Hormone produced by the renal medulla, increases the renal blood flow and the excretion of salt and water

Question 43

Renin

Answer 43

Ultimately stimulates the production of aldosterone, which regulates sodium and potassium and water secretion.

Question 44

Angiotensin II

Answer 44

A vasoconstrictor that reduces the glomerular filtration rate and stimulates the production and release of aldosterone

Question 45

Aldosterone

Answer 45

Basic function is to stimulate the kidneys to retain or secrete sodium and potassium ions. When total blood volume is decreased, sodium and water are retained, if serum potassium is elevated, more potassium is excreted which in turn increases arterial pressure

Question 46

ADH: (Antidiuretic hormone)

Answer 46

ADH (vasopressin) alters the permeability of the distal tubule and collecting duct. When blood volume is decreased, ADH secreted which causes an increase in water reabsorption and when blood volume is increased, ADH secretion is inhibited, more water is excreted.

Question 47

Discuss the renin-angiotensin-aldosterone system

Answer 47

When the juxtaglomerular apparatus senses change it activates the rennin-angiotensin-aldosterone system. Renin, which is produced by the juxtaglomerular apparatus, is secreted and reacts with the bloodborne substrate angiotensiongen to produce angiotensin I. As angiotensin I passes through the lungs it is converted to angiotensin II.

Question 48

Nephrolithiasis

Answer 48

Disease process involving the formation of stones, most common is calcium mixed with oxalate or phosphate. Involves changes in urine pH, increased urine stasis, presence of foreign body deposits in urinary tract.

Question 49

Phenylketonuria

Answer 49

Caused by a failure to inherit the gene to produce phylalanine hydroxylase. Most common is aminoacidurias. Initially diagnosed with a blood test shortly after birth.
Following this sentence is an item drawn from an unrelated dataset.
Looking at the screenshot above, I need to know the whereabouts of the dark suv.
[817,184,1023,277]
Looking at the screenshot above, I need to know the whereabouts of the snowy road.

Urine test is used a screening test to ensure proper dietary intake

Question 50

Alkapturia

Answer 50

Occurs from the failure to inherit the gene to produce the enzyme homogentisic acid oxidase. Without the enzyme, homogentisic acid accumulate in the blood, tissues, and urine. Urine darkens upon standing.

Question 51

MSUD: Maple Sugar Urine Disease

Answer 51

Caused by an inborn error of metabolism. Failure to inherit the gene for the enzyme necessary to produce oxidative decarboxylation of these keto acids result in the accumulation of ketoacids. Most frequent screening test for detection of keto acids is the 2,4 dinitrophenylhydrazine (DNPH) reaction. Adding DNPH to urine that contains ketoacids will produce a yellow turbidity or precipitate

Question 52

Melanuria

Answer 52

Increased production of melanin leads to a darkening of urine. Elevation of urinary melanin is a serious finding that indicates the over proliferation of the normal melanin-producing, producing a malignant melanoma.

Question 53

Homocystinuria

Answer 53

Defects in homocystine metabolism. Gives a positive cyanide-nitroprusside test. Must be confirmed with silver-nitroprusside test in which only homocystine reacts.